Retro & Lessons learned from the time I accidentally opened up Stack Overflow to XSS attacks
It is (or at least used to be) customary that when new developers join Stack Overflow and are given privileges to commit code and run builds, they are told something along the lines of: "you will break Stack Overflow one day, it is ok, it happens to everyone". And then some of the more experienced developers would chime in with tales of the times that they brought the whole network down due to some avoidable error (though honestly, most times that it happens, it is due to DNS).
As a developer at Stack Overflow, I never brought the network down. Though I did break the build on Team City a couple of times (messed up some AssemblyBindings way back when that was a thing) back when all devs could still commit directly to master without having a green PR (which surprisingly wasn't all too long ago). And I have had my share of poorly thought-out queries that exploded on prod (and very much upset our DBRE's, even if they weren't bad enough to take down the site).
But I did do something once that was potentially worse: I introduced a code logic error that opened up an XSS vulnerability for every user on every page of Stack Overflow and all Stack Exchange network sites (including home page and all individual question pages). Beyond what I wrote on Meta Stack Overflow at the time, no public retrospective was ever shared. Now that I have left the company, I'd like to circle around and share more about exactly what happened, what went wrong, and the lessons that I think can be learned from this.
What are XSS attacks?
(Please skip this section if you know this already)
XSS stands for Cross Site Scripting (yes, I know; I didn't make up the acronym). It is defined by OWASP as occurring when:
...an attacker uses a web application to send malicious code, generally in the form of a browser side script, to a different end user... An attacker can use XSS to send a malicious script to an unsuspecting user. The end user’s browser has no way to know that the script should not be trusted, and will execute the script. Because it thinks the script came from a trusted source, the malicious script can access any cookies, session tokens, or other sensitive information retained by the browser and used with that site.
The scripts that are loaded from a website (especially from the same domain) are normally trusted by a browser and are given lots of privileges and access. In an XSS attack, the attacker finds a vulnerability in the website that allows them to load a script to visitors such that the visitor's browsers will think that the script is coming from the site, and can thereby abuse its elevated privileges to do sneaky things.
Any site that displays user-generated data is potentially open to this type of vulnerability, and enforcing measure to prevent it is the responsibility of the site developers.

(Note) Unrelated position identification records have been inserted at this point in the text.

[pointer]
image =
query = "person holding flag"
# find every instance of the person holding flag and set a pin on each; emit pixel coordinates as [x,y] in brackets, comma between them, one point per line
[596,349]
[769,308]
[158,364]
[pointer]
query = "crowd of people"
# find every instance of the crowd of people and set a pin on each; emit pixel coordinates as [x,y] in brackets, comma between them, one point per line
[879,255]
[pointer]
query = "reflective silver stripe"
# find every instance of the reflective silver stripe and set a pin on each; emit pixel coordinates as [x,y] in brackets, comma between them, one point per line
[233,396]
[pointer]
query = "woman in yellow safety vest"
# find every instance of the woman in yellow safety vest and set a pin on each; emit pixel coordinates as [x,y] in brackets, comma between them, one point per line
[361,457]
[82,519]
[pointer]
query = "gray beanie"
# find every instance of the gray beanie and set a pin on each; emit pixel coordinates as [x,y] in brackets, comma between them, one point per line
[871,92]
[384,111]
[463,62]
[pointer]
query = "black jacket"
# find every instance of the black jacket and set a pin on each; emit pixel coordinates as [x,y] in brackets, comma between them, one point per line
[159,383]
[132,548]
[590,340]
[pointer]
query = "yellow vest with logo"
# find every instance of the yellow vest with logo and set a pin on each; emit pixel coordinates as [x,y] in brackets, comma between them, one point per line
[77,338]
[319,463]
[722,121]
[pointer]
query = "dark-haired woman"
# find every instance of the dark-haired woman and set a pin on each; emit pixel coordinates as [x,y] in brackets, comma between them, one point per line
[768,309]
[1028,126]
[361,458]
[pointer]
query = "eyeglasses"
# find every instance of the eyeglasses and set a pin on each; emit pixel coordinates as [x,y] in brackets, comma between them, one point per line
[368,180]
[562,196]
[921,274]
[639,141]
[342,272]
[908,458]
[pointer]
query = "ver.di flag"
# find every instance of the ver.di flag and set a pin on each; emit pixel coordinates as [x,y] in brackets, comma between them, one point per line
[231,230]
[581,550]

The most common way for this vulnerability to be manifested is to always display user-input as-is, without any Html encoding. This means that if user input includes any html tags that call for a script to be loaded, they will be included as-is, and the script will be loaded. Html encoding user-generated content forces important elements of tags (like the opening and closing angle brackets in text like <script>) to be output in a way that allows the brackets to be displayed on-screen without the browser interpreting them as being part of the html markup. (See here for more on ways to prevent XSS attacks - and yes, I know that output encoding won't close all XSS vulnerabilities, but it suffices for the case being discussed here).
Incident Timeline
On Wednesday morning, September 1, 2021, I pushed a build for the entire Stack Exchange network containing a fix for a really old bug report (dating back to 2010) to stop converting regular quotes to "SmartyPants quotes" in post titles. Logic had been put into place sometime around 2009-2010 to automatically convert straight single and double-quotes in question titles into their fancier ("curly") variations, and especially on technical sites this could have a negative impact on users copying code directly from titles into their code editors (where straight vs curly quote styles have completely different meanings. At the time (2021) whenever I was on bug duty, I liked to find really old, highly upvoted, forgotten-but-still-relevant bug reports on Meta SO/SE to fix among the more recent issues that often took up most of our attention.
The Pull Request had been tested locally and on a dev site by myself and another dev who reviewed the PR (both of us were Staff Engineers with 10-15+ years of experience). If I recall correctly, it went live with a site setting set for applying SmartyFormatting to titles set to TRUE. I toggled the site setting to FALSE on one site, tested it, and then turned it off for the entire network at 10:02 GMT. Monitored things for a few minutes, added a [status-completed] tag and answer to the original bug report, and went out for a quick errand.
(On a side note and relevant for later, I live and work from Israel, so 10:02 GMT is an hour when the European Devs are mostly awake, but the US-based devs and staff are not, so it is generally a quiet time on the company Slack.)
At this point in time (10:02 GMT), the XSS vulnerability was live, and in theory, a user could exploit it by asking a question that loaded a third-party script via a script tag in the title of the question.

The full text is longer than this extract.